Probably. So what? Do we really care?

4.     Was (or more properly is) the response by the United States along with its European allies appropriate?  To weak?  To strong? What options did we have?

   Once you start this kind of thing there are no good moves. Remember all politics is local. Obama has done too much to be able to back down on the Crimea but the Republicans are going to goad him on further and we have a critical election in 7 months.. The American people will agree, as the current hysteria by the establishment shows.
  To stabilize the situation there has to be a way for Putin to save face at home It’s difficult to see how that can happen with him backing down on the Crimea. Or for Obama to agree to its annexation.
  It’s ironic that this is happening in 2014, the hundredth anniversary of a similar fiasco that led to a world war no one wanted.

5.     If over time it becomes obvious that Russia has absolutely no intention of negotiating some sort of withdrawal from the Crimean peninsula, how long should the west maintain economic sanctions?  In perpetuity like we have in the case of Cuba?

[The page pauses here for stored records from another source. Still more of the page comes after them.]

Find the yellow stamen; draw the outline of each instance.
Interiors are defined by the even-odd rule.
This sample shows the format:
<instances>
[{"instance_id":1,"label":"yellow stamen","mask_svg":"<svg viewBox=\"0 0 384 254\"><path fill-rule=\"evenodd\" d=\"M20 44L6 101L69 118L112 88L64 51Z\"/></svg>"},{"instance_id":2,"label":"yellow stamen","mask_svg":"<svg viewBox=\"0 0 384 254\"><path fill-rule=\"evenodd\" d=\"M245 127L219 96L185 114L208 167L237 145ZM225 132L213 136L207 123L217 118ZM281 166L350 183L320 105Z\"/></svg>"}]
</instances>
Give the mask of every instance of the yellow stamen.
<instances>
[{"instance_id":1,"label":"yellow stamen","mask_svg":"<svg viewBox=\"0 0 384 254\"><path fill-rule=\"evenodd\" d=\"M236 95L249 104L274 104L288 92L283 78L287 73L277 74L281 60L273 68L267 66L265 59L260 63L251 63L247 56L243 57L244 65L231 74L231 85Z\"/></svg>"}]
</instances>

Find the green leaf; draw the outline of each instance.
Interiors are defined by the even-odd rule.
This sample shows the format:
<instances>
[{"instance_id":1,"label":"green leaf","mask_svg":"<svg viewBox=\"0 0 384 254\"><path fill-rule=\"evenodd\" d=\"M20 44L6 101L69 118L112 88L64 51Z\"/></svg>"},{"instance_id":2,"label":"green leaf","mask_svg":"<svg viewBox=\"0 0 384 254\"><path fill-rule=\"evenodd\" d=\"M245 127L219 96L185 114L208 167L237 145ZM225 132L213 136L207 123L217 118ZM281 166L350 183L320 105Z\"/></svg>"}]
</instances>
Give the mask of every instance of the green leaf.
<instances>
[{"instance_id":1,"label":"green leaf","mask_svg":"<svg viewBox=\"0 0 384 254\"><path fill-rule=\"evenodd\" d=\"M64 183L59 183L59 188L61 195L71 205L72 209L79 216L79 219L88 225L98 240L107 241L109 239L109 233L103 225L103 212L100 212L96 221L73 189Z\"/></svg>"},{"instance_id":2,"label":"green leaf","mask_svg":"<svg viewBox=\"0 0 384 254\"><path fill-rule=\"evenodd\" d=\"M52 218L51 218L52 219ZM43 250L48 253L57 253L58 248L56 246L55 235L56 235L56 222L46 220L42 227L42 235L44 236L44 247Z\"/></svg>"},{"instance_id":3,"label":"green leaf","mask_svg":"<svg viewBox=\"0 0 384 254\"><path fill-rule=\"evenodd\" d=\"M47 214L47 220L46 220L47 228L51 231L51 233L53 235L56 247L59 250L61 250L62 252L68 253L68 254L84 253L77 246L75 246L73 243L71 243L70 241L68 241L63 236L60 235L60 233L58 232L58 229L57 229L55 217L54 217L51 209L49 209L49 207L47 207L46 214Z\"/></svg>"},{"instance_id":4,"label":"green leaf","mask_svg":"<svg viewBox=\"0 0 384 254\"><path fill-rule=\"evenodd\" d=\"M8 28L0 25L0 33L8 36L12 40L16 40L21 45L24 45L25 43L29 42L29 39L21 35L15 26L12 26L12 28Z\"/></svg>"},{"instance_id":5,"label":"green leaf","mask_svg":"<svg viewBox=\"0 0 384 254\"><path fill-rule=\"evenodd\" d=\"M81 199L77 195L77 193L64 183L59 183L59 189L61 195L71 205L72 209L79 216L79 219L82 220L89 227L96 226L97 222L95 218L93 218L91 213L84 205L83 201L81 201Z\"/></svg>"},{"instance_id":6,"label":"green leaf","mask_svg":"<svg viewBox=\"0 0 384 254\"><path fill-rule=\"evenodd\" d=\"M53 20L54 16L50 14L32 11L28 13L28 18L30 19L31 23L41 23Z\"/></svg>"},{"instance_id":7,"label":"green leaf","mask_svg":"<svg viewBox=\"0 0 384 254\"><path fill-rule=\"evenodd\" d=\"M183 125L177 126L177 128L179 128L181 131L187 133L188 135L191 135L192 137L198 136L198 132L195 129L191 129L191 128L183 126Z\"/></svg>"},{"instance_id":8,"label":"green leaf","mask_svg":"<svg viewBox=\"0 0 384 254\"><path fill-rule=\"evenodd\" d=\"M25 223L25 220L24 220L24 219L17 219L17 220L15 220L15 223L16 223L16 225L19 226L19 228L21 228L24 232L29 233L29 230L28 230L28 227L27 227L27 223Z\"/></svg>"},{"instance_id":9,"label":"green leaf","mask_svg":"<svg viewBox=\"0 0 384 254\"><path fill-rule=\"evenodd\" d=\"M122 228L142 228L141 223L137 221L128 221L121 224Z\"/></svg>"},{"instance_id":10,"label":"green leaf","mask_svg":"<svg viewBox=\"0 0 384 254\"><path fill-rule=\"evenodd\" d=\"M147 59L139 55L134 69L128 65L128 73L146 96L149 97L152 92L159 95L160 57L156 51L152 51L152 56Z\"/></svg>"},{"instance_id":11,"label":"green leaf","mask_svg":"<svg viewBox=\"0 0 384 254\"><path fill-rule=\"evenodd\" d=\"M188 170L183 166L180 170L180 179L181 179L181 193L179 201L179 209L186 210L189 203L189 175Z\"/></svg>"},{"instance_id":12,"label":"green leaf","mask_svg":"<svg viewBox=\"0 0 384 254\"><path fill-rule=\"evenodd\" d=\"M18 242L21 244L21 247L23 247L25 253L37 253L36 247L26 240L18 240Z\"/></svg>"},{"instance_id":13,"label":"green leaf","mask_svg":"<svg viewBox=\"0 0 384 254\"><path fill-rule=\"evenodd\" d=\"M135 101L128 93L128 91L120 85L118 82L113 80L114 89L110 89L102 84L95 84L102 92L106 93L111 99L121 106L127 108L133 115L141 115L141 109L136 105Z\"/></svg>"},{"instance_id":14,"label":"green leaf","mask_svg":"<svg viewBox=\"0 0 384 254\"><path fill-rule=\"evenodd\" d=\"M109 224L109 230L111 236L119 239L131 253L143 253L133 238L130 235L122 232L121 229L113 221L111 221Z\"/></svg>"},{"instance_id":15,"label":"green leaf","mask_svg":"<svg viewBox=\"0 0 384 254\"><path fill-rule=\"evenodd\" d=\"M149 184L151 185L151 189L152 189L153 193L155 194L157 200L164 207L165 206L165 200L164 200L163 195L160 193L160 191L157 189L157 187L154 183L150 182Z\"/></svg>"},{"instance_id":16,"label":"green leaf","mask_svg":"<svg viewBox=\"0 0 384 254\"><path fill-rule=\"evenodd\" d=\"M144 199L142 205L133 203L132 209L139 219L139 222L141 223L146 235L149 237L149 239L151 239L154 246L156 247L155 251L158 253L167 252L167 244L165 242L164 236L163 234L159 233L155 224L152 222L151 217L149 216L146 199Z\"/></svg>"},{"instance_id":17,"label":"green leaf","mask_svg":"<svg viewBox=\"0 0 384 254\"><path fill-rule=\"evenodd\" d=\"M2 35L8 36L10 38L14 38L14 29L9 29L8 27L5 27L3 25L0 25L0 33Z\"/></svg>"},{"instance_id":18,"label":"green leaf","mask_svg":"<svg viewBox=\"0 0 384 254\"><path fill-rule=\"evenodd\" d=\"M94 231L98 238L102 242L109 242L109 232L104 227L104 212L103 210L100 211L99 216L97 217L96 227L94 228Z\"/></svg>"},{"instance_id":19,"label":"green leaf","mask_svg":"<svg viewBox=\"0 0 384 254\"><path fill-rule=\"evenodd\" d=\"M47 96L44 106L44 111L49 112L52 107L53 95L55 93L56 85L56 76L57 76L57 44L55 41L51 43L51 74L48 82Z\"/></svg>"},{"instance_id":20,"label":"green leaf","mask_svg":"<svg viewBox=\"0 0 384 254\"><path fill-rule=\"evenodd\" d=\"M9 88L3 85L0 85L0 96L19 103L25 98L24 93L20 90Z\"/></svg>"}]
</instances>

No good answers, so it will probably be long term, although that will be bad economically for all. 

6.     Is there an inevitability about the worsening relationship with Russia?  Do the policies of both sides reflect a self-fulfilling prophecy?

No.  We don’t have to try to run the world.  The Hitler example is what is driving a lot of the hysteria. But we have no evidence that Putin’s aims go beyond Russia’s conventional sphere of influence. The problem isn’t policies on both sides, it’s politics.

7.     If we are heading for a new Cold War and one of the manifestations of that phenomenon is continued Russian policy to regain “lost territories” from the old Soviet empire, what should U.S. policy be?  Is our reduction in defense spending and Obama “light footprint” foreign policy appropriate?

   Whatever we do, don’t do anything that would keep us from letting it go at that. This may be un-win able without military action. That’s a leap into the unknown.
This is a gift to the Mil-Ind Complex.

8.     What role do you think China might play in all this?

They’re probably laughing, pleased that our “turn to Asia” will be soon forgotten, and probably keeping their eye on their border with Russia.